Rechtsmittelbelehrung
Nach § 133 VwGO kann die Nichtzulassung der Revision durch Beschwerde zum Bundesverwaltungsgericht in Leipzig angefochten werden. Die Beschwerde ist beim Bayerischen Verwaltungsgerichtshof (in München Hausanschrift: Ludwigstraße 23, 80539 München; Postfachanschrift: Postfach 34 01 48, 80098 München; in Ansbach: Montgelasplatz 1, 91522 Ansbach) innerhalb eines Monats nach Zustellung dieser Entscheidung einzulegen und innerhalb von zwei Monaten nach Zustellung dieser Entscheidung zu begründen. Die Beschwerde muss die angefochtene Entscheidung bezeichnen. In der Beschwerdebegründung muss die grundsätzliche Bedeutung der Rechtssache dargelegt oder die Entscheidung des Bundesverwaltungsgerichts, des Gemeinsamen Senats der obersten Gerichtshöfe des Bundes oder des Bundesverfassungsgerichts, von der die Entscheidung des Bayerischen Verwaltungsgerichtshofs abweicht, oder der Verfahrensmangel bezeichnet werden.
Vor dem Bundesverwaltungsgericht müssen sich die Beteiligten, außer in Prozesskostenhilfeverfahren, durch Prozessbevollmächtigte vertreten lassen. Dies gilt auch für Prozesshandlungen, durch die ein Verfahren vor dem Bundesverwaltungsgericht eingeleitet wird.

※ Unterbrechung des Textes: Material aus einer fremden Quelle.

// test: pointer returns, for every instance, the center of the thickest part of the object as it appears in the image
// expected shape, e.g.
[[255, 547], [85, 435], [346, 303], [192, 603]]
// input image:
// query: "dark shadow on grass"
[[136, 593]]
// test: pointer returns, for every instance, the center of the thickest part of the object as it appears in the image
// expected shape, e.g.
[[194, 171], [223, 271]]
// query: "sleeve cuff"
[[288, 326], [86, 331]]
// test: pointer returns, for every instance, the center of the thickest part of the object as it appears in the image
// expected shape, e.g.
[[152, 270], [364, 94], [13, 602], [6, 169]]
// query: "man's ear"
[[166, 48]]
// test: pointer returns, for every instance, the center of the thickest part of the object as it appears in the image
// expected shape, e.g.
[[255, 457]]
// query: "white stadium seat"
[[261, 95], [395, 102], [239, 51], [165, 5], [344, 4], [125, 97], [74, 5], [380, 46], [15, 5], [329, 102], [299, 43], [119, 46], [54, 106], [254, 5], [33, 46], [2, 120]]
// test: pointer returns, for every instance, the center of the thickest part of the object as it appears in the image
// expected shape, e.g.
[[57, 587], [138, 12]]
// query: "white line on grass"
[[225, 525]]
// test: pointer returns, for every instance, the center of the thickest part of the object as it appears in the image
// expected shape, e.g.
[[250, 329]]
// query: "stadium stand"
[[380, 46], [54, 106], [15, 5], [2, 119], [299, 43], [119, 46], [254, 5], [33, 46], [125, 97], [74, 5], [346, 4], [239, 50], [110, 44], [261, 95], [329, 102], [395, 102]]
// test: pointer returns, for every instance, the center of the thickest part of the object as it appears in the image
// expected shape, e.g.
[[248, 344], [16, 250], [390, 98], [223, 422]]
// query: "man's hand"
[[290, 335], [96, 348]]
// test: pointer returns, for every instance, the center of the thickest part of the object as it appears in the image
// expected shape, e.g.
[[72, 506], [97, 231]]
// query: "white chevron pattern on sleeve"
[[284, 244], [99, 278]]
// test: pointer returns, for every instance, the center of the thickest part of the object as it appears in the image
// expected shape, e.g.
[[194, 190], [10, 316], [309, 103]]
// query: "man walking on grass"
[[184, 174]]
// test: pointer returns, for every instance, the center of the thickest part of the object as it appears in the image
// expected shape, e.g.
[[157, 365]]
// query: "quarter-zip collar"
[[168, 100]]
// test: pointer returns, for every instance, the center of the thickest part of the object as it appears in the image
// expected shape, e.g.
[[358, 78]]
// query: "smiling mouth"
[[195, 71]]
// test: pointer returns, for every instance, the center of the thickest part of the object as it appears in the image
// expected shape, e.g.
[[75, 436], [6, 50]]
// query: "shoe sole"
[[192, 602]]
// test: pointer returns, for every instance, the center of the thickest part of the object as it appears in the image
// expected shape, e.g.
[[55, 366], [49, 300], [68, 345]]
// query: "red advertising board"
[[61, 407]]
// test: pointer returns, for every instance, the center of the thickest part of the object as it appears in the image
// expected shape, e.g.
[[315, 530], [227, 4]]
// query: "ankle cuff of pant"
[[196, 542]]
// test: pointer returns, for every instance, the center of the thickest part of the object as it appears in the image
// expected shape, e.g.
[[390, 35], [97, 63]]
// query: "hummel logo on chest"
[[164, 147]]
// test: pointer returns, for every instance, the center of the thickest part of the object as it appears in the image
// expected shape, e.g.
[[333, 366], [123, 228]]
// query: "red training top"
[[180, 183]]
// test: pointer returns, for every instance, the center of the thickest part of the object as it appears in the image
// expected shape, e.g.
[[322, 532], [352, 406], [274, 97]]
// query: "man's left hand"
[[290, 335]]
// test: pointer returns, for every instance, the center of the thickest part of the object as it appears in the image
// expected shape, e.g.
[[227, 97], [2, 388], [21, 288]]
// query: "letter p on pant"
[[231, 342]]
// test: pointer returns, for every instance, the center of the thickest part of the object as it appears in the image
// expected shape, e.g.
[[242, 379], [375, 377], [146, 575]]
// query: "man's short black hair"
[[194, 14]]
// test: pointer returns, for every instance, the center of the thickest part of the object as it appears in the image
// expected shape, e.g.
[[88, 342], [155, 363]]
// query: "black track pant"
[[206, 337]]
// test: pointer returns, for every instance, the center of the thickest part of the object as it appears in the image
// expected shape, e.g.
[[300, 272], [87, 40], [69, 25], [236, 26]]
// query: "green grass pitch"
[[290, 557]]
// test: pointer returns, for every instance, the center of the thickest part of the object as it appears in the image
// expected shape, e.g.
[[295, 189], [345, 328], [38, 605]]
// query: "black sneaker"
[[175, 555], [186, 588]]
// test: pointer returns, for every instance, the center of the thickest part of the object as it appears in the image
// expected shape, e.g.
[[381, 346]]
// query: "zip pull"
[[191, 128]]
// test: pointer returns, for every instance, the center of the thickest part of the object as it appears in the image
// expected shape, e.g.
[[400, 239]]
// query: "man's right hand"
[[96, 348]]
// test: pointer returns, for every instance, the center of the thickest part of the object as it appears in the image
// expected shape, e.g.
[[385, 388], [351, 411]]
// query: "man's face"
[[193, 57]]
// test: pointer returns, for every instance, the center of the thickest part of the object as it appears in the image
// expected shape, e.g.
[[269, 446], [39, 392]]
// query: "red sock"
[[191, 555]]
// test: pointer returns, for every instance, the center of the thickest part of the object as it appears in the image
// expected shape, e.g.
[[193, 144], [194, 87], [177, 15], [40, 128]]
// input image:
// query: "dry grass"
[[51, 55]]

Als Prozessbevollmächtigte zugelassen sind neben Rechtsanwälten und Rechtslehrern an den in § 67 Abs. 2 Satz 1 VwGO genannten Hochschulen mit Befähigung zum Richteramt nur die in § 67 Abs. 4 Satz 4 VwGO und in §§ 3, 5 RDGEG bezeichneten Personen. Für die in § 67 Abs. 4 Satz 5 VwGO genannten Angelegenheiten (u. a. Verfahren mit Bezügen zu Dienst- und Arbeitsverhältnissen) sind auch die dort bezeichneten Organisationen und juristischen Personen als Bevollmächtigte zugelassen. Sie müssen in Verfahren vor dem Bundesverwaltungsgericht durch Personen mit der Befähigung zum Richteramt handeln.
Beschluss:
Der Streitwert für das Berufungsverfahren wird auf 5.000,- Euro festgesetzt
(§ 63 Abs. 2 Satz 1, § 47 Abs. 1, § 52 Abs. 2 GKG).